I've had a workflow that included three selections. We can represent them as pandas.DataFrame.eval/pandas.DataFrame.query strings. (pandas.eval is accelerated with numexpr when available). These are similar to TTree::Draw selections. Here's an arbitrary example where my tree has the columns [electron_pt, regionA, regionB, regionC].

selectA = "(electron_pt >= 25) & (regionA == True)"
selectB = "(electron_pt >= 30) & (regionB == True)"
selectC = "(electron_pt >= 35) & (regionC == True)"

I can load my data into a dataframe once and apply the selections:

keep_columns = [......] # some list of branches to keep, must contain selection branches
df = uproot.open("file.root").get("tree").pandas.df(branches=keep_columns)

selections = {
    "A": selectA,
    "B": selectB,
    "C": selectC
}

now we can loop over the selections, query the dataframe, and save the intermediate format containing only a specific selection.

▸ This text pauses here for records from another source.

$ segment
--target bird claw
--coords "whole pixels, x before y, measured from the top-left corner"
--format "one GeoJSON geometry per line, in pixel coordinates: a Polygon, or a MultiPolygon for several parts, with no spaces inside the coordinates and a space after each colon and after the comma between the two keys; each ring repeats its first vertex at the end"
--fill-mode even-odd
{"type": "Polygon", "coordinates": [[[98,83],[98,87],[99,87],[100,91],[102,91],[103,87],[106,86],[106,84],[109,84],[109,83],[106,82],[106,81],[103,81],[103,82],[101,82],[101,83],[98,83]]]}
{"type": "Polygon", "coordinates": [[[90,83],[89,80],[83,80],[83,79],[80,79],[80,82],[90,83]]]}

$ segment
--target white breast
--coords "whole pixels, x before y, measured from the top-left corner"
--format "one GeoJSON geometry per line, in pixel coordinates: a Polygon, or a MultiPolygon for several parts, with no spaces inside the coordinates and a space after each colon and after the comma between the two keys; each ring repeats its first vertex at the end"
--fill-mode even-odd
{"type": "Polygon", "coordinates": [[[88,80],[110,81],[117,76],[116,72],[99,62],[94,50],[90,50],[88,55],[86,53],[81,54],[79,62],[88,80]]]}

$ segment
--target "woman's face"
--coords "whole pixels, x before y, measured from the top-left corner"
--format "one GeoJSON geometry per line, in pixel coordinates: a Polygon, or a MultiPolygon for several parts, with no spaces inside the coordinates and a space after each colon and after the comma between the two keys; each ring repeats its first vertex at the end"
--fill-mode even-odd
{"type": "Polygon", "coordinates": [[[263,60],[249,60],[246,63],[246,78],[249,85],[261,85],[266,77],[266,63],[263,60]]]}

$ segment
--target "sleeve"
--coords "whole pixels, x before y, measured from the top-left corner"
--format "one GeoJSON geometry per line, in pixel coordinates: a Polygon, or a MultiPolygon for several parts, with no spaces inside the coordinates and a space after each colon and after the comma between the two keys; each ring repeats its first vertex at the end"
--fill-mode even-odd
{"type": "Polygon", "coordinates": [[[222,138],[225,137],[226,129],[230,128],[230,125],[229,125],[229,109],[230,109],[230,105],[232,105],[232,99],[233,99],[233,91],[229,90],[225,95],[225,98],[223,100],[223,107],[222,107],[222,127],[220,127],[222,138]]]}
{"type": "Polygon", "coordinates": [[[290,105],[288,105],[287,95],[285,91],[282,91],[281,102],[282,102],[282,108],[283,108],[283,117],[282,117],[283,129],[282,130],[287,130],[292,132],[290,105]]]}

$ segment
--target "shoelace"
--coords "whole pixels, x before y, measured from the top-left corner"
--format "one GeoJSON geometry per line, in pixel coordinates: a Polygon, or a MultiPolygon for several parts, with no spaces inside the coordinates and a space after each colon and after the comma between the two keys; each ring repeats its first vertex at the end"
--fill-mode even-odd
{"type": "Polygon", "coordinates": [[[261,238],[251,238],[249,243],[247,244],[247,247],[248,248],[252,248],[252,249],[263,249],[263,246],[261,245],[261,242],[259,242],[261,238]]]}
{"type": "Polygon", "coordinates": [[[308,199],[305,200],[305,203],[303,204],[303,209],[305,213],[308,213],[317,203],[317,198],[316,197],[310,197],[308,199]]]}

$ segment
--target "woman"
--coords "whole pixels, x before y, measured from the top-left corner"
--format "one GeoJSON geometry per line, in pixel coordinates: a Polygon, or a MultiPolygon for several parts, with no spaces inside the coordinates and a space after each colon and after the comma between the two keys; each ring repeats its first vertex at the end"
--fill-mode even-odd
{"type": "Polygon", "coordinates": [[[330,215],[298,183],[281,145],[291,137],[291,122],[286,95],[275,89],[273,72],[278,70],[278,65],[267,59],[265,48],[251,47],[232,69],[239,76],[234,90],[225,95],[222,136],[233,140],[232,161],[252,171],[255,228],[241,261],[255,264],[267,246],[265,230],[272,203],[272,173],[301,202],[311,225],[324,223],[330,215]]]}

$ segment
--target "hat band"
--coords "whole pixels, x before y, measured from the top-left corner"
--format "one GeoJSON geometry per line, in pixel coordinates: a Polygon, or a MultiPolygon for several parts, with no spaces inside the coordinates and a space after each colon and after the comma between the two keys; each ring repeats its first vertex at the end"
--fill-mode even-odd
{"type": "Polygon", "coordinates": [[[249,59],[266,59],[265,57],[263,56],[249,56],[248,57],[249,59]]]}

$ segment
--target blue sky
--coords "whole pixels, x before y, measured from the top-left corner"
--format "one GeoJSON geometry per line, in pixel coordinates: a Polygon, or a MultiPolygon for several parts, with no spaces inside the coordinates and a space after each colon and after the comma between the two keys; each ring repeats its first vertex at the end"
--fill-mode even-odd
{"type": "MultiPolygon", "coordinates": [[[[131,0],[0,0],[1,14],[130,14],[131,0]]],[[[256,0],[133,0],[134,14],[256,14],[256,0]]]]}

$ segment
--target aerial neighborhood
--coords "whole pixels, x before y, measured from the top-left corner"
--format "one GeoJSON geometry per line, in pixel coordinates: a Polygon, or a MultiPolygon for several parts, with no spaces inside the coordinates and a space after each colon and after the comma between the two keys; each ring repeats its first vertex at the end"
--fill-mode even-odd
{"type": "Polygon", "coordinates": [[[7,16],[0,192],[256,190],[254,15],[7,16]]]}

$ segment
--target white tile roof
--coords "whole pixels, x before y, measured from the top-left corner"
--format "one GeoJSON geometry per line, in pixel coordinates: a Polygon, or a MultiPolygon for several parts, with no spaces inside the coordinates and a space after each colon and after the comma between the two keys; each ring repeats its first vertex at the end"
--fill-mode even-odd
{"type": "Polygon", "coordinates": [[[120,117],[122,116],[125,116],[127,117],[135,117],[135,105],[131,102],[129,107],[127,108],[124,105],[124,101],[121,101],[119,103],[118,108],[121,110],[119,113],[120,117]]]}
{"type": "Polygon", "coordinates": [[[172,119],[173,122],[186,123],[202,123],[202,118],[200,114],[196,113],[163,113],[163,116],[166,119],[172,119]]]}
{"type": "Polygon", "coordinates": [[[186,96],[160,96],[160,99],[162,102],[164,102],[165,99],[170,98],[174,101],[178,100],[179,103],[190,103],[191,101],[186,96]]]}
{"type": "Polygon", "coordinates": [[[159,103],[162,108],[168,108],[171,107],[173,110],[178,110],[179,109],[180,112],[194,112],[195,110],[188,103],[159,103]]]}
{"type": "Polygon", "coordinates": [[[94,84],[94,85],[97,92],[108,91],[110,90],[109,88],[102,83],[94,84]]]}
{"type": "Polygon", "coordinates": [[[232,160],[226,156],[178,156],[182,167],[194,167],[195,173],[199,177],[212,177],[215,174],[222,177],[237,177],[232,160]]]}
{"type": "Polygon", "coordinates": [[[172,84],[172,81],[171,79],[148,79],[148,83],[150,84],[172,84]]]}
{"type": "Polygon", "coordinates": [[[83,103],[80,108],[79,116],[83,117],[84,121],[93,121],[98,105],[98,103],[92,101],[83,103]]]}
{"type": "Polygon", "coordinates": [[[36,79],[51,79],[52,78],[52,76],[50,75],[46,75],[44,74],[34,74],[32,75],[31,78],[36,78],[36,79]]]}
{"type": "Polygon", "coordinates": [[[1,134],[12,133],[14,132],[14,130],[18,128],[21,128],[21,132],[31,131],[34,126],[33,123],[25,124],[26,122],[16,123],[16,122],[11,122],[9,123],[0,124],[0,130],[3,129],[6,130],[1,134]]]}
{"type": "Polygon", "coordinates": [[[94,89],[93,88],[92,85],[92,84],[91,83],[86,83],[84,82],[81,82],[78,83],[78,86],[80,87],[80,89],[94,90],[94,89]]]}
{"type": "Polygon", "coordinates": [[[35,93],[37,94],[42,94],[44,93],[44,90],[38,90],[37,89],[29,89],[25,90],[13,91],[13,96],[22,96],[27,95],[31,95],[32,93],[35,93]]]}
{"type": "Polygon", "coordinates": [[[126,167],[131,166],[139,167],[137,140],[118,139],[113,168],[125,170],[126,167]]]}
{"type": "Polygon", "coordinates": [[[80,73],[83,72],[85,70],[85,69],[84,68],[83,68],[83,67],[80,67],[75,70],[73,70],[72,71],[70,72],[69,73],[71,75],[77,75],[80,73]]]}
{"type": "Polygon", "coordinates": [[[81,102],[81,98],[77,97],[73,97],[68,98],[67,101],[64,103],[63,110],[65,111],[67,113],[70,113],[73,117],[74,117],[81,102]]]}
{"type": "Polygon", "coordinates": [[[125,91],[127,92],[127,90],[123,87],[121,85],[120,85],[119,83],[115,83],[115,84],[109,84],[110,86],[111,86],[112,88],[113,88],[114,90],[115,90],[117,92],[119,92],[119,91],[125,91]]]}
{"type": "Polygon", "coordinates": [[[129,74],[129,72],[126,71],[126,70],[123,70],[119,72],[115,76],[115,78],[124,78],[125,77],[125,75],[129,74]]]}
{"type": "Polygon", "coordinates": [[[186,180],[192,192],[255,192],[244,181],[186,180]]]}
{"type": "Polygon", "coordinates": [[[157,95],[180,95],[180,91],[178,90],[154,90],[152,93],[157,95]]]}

for name, selection in selections.items():
    df.query(selection).to_hdf("file_selection{}.h5".format(name), name)
    # or save to parquet (if pyarrow is installed):
    # df.query(selection).to_parquet("file_section{}.parquet".format(name))

Then later read the files back into memory with pandas.read_hdf or pandas.read_parquet.

This is a strategy that has worked very well for me in the past when I've trained ML classifiers on data that originate from a common source, but need to be categorized into a few different selections.